Enquanto eu estava "admirando" o Largo da Epatur, ou Largo Zumbi dos Palmares, ou seja lá como chamam AQUILO [eu não sei a definição de largo, mas pra mim AQUILO parece simplesmente um terreno baldio asfaltado em meio à cidade, um estacionamento...] -- pensando que a noite seria boa, mas solitária -- um flanelinha veio falar comigo. Me pediu um gole do vinho e tal, por causa do frio... Obviamente eu dei um pouco da bebida [ele tinha uma garrafinha pequena, onde colocou uns goles] pra ele.

É aí que começa o fato mais curioso da noite [e interessante, falando sobre o aspecto da minha "CURIOSIDADE ANTROPOLÓGICA"!!]. Eu, que fui até Porto para ver um show de bandas independentes, com o CHATO público indie [em geral], fiquei conversando com o tiozinho que guarda carros, antes de entrar no bar.

A gente conversou sobre VÁRIAS coisas [lembro que começamos falando da Copa do Mundo no Brasil, e de como esse projeto é um barco furado] mas, só pra variar um pouquinho [hehehe], eu não lembro de tudo!!

Mas de alguns temas eu lembro...
"Vida noturna [ou boêmia];
vida em família, estudos;
vida "bandida", mulheres".

Eu realmente queria me lembrar dos detalhes da conversa, porém não consigo... Mas o fato que me deixou impressionado é de como as coisas são imprevisíveis [tipo, ficar conversando sobre a vida em geral com um flanelinha, antes de entrar no Jekyll, era algo que eu realmente não imaginava!]. E de que sim, eu ainda consigo mergulhar no VERDADEIRO underground da cidade!! Pois aquele tiozinho, com toda a sua "malemolência" pra levar a vida, é MUITO [mas MUITO!] mais "under" do que qualquer gurizinho de classe média-alta, que se acha "O intelectual" por que gosta de bandas obscuras e tal...

Tudo isso e eu ainda nem contei como foi o show, propriamente dito... Mas vamos ao que "interessa [?]", então!

Entrei no bar pouco antes da meia noite. Antes, porém, combinei com meu [novo?!] "amigo" sobre tomar uma caipira com ele depois que eu saísse do show. e pegar um táxi até o terminal dos ônibus com algum taxista conhecido dele [ali das redondezas do Jekyll], que faria mais barato a corrida.

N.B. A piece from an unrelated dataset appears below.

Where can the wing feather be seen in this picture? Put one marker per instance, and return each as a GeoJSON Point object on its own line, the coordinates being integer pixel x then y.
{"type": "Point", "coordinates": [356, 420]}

Acho que não é preciso dizer que eu tive que "lutar contra o tempo", pra tomar quase 1 litro de vinho antes de entrar no bar... Provavelmente essa seja uma das coisas mais doidas do mundo. Num momento o cara mal tem trago suficiente pra molhar a língua... Em outro tem que beber até pelo nariz!!

Entrei TORTO, muito torto. Hahahaahaha... Mas me comportei bem, fiquei quietinho no meu canto, observando as 2 [menos quem sabe, não lembro] que tinham entrado antes da meia-noite [o costume dos porto-alegrenses de pagar entradas mais caras nunca vai ser compreendido por mim!].

Obviamente, parecia estranho às pessoas um cara sozinho, com uma mochila [semi destruída], levemente embriagado [vulgo BÊBADO!] e com uma cara de poucos amigos sentado na primeira mesa à frente do palco [se é que da pra chamar de palco, hehe] do Jekyll. Ótimo, FODA-SE. [Se vocês não sabem: Meu esporte preferido é amedrontar, assustar e/ou deixar pessoas nervosas. É divertido pra caral... Heheheheehehe.]

Claro que, depois de tanto vinho ingerido, passei a ser um freqüentador assíduo do banheiro. Afinal de contas, "desaguar" é preciso!